Latvia to join Shaky Eurozone Club in 2014
Sunday, 17 February 2013

Despite continuing recession in the eurozone another country is joining. Latvia is switching from the lat to the euro next year.

­The transition to the common European currency is going to happen on January 1, 2014 after Latvian President Andris Berzins signed the law to introduce of euro on Friday.

In January the legislation was adopted by the Latvian parliament. After the adoption Latvian Foreign Minister Edgars Rinkevics said the country had already met the Maastricht criteria and would request a convergence report from the European Commission and the European Central Bank on Latvia's readiness to join. “'From an economic and financial point of view, we do not see anymore hurdles in joining the euro-zone,” Rinkevics said, the Baltic Course reported.

Latvia’s Prime Minister Valdis Dombrovskis says “the alternative to the eurozone is being relegated to the periphery of Europe… joining the eurozone is in Latvia’s best long-term interests.”

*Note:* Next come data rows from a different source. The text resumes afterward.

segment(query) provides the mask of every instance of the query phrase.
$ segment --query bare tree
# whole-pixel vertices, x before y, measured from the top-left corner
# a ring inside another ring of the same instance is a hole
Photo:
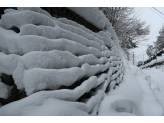
[[[109,19],[125,52],[135,48],[140,41],[147,40],[149,26],[138,19],[133,7],[99,7],[99,10]]]

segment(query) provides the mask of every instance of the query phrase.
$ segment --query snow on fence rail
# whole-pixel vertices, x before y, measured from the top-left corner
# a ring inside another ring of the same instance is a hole
[[[5,10],[0,20],[0,76],[4,84],[13,81],[15,93],[1,96],[0,103],[22,102],[24,107],[43,105],[48,98],[78,101],[84,111],[95,115],[105,92],[118,86],[124,75],[117,37],[110,23],[104,23],[107,30],[95,33],[39,7]],[[28,102],[35,96],[42,102]],[[11,115],[7,105],[0,108],[4,114]]]
[[[164,49],[157,52],[157,65],[162,65],[164,63],[163,59]],[[147,61],[144,62],[144,65],[138,65],[138,67],[148,68],[154,67],[156,65],[156,55],[151,56]]]

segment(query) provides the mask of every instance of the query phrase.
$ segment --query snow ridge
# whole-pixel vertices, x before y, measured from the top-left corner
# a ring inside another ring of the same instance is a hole
[[[107,26],[95,33],[40,7],[17,8],[5,10],[0,20],[0,74],[12,75],[27,98],[2,106],[0,115],[97,115],[105,92],[124,75],[118,39],[105,16],[86,9],[99,13],[93,15],[99,28]]]

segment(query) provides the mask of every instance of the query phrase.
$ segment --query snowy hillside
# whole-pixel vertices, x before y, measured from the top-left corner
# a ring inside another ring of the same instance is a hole
[[[75,8],[75,12],[82,9]],[[89,8],[83,17],[106,30],[92,32],[74,21],[52,17],[40,7],[4,11],[0,116],[98,114],[106,93],[123,81],[123,53],[109,21],[97,8]],[[9,75],[12,85],[4,81]],[[13,96],[14,89],[24,96]]]

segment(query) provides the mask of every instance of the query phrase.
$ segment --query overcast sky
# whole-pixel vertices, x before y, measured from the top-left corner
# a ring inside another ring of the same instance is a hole
[[[164,7],[155,8],[164,13]],[[149,40],[142,42],[141,45],[139,45],[139,48],[131,50],[131,52],[134,52],[135,54],[135,62],[137,63],[138,61],[143,61],[143,55],[146,53],[144,51],[147,49],[147,45],[153,44],[153,42],[156,41],[156,37],[159,35],[159,30],[162,25],[164,25],[164,15],[157,12],[155,9],[153,9],[153,7],[135,7],[135,10],[138,12],[138,18],[145,21],[146,24],[150,25],[150,35],[148,35]],[[145,54],[144,60],[146,59],[148,59],[148,56]]]

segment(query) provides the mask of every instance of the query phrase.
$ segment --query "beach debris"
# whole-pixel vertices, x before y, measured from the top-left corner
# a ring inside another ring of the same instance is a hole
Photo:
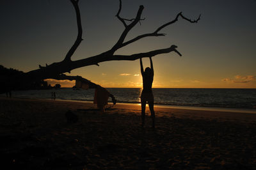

A TNS survey shows over 63% of the population do not support the decision. The low level of public support made it possible for a referendum will be held on the issue. Last week, however, Harmony Center, Latvia’s biggest opposition party said it won’t seek a referendum on the euro. “Harmony Center considers delaying the ‘Euro adoption policy law’ to be an irresponsible action” since an elected parliament made the decision said Janis Urbanovics, the party’s parliamentary leader.

Latvia will become the 18th country to join the euro area, and the second Baltic state to do so. Lithuania intends to adopt the Euro by January 2015. The 2008 crisis made joining the euro less attractive for some countries, with Poland and the Czech Republic deciding not to enter the monetary union.